Siteman Cancer Center at Barnes-Jewish Hospital and Washington University School of Medicine is pleased to announce funding for nine new projects. These include research focused on:

  • Improving CAR T-cell therapy for lymphoma
  • Identifying new treatment targets for leukemia
  • Better understanding how myelodysplastic syndromes (MDS) develop
  • Identifying a treatment for a broad range of myeloproliferative neoplasms (MPNs) independent of individual mutations
  • Improving outcomes for brain tumors in children

The projects will benefit from $1.89 million in new grants awarded through the Siteman Investment Program. The goal of the grants is to support and accelerate the pace of innovation in cancer research. The money awarded comes from a variety of sources: Pedal the Cause annual bike event and Illumination Gala through the Cancer Frontier Fund at The Foundation for Barnes-Jewish Hospital; the Cancer Center Support Grant (CCSG) from the National Cancer Institute; the Alvin J. Siteman Cancer Research Fund; the Siteman Discovery Fund; Swim Across America – St. Louis; and various philanthropic gifts via Siteman Cancer Center.

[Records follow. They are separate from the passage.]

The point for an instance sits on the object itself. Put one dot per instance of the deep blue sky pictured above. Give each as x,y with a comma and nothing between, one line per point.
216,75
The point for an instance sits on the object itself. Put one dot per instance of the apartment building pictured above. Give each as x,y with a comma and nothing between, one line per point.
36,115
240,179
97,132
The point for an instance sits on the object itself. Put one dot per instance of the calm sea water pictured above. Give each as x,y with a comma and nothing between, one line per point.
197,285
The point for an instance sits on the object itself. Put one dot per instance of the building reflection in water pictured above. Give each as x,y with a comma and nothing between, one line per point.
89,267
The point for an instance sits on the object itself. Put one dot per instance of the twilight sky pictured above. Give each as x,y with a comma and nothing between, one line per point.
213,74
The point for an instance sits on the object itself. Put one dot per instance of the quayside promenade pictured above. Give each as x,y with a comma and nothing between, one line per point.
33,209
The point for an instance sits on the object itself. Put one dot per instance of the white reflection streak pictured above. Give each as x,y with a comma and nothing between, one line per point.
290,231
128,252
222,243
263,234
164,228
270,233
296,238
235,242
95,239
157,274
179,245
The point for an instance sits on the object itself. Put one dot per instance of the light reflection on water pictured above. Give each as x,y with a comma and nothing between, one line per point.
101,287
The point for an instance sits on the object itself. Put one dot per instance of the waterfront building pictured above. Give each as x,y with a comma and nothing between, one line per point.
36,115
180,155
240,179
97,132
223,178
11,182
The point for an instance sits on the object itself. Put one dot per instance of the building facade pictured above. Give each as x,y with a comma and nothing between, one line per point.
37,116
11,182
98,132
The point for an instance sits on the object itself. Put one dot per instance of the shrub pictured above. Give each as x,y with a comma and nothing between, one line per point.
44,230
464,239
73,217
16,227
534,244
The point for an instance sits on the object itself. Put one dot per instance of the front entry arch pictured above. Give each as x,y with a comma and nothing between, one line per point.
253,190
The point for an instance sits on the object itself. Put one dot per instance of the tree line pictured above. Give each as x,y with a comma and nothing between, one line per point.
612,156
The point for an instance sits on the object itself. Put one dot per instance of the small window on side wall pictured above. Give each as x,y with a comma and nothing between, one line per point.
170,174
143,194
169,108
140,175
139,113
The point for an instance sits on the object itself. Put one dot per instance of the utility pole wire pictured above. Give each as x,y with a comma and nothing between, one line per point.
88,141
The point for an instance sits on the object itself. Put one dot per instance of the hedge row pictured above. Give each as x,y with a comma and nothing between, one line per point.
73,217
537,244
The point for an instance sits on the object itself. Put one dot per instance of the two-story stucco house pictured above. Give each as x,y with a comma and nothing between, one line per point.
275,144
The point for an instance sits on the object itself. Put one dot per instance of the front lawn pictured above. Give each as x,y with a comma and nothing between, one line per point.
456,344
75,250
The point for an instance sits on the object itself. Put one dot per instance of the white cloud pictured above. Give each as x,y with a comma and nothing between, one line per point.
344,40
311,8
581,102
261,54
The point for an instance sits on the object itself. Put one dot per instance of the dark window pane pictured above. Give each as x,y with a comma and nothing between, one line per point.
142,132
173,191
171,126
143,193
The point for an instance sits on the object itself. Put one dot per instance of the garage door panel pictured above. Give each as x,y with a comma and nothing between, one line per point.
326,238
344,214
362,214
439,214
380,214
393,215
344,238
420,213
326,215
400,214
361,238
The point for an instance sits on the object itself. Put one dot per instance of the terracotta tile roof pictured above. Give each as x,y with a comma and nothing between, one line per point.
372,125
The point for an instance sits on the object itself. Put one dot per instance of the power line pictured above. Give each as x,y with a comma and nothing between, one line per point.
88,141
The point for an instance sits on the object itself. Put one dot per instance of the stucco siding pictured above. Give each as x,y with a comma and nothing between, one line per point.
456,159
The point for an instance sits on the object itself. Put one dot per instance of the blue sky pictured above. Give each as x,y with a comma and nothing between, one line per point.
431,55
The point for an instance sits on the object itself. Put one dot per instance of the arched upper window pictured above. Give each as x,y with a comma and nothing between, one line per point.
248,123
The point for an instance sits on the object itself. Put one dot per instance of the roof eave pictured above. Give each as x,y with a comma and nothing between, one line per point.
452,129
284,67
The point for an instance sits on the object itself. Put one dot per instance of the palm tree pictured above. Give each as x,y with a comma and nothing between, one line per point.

This grant cycle also includes a new clinical trial focused on a combination immunotherapy treatment for metastatic castrate-resistant prostate cancer that will expand the horizons for improved understanding of how the immune system responds to and may guide treatment of this disease.

The funded research projects are described below.

 

New Clinical Trial Category

Project Title: A Phase Ib Study Evaluating the Safety and Tolerability of Sipuleucel-T (Sip-T) in Combination with an N-803 in Patients with Metastatic Castrate-Resistant Prostate Cancer (mCRPC)

Russell Pachynski Md (1)
Russell Pachynski, MD

Principal Investigator (PI): Russell Pachynski, MD

Daniel Thorek PhD
Daniel Thorek, PhD

Co-PI: Daniel Thorek, PhD

Goal: To determine the recommended phase 2 dose of an immunotherapy treatment for metastatic castrate-resistant prostate cancer that combines a protein called N-803 with a Food and Drug Administration (FDA)-approved cellular immunotherapy called sipuleucel-T (Provenge). Researchers hypothesize that the combination will have an acceptable safety profile and will be feasible to administer in this population.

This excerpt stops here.